The treatments may have moved on from 50 years ago but there is still a stigma attached to mental illness and governmental guidelines are not always supportive of the individual. There are moments of celebration when a patient is considered well enough to go home, but many face the prospect of spending the rest of their lives behind the walls of a secure institution.
It is stark but also compelling reading, and Frank Prem does not dwell on the darker side of mental illness but shares anecdotes that demonstrate the bond that is created between patient and carer. I came away with a new respect for those who dedicate their lives to looking after patients who are handicapped by lack of understanding or reason. No day seems to be the same and clearly one has to be prepared for the unexpected.
I enjoyed the flow of the verse throughout the collection that I have come to expect from this talented writer. I also appreciate his ability to draw the reader in to the lives of those who work and reside behind the walls of the asylum.

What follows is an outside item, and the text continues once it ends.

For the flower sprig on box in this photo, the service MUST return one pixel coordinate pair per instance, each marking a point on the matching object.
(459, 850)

First, I’d like to tell you this memoir contains precise and defined rawness that comes from close connections to both sides of the story. It is told in free-verse poetry, but it is a real story, a recounting of real events, nothing less than a stark reflection.
Words can’t do justice to the emotional journey I travelled in there. I don’t think anything can. My heart bled, my eyes burned. And I will read it again, to remind me. I will press those buttons.
It’s personal, it’s honest, it has claws.
To see and feel the plight of people with no hope of answers … oh, God … sanity prevails, or was that something else? And we understand the choices, the feeling of being backed into terrible options. We understand. We do. I do.
I don’t want to scare anyone off, because this memoir is a stunning story; it left me raw in places that already bear scars. I doubt you’ll come out the other side without the burn of shock at how well you know each story.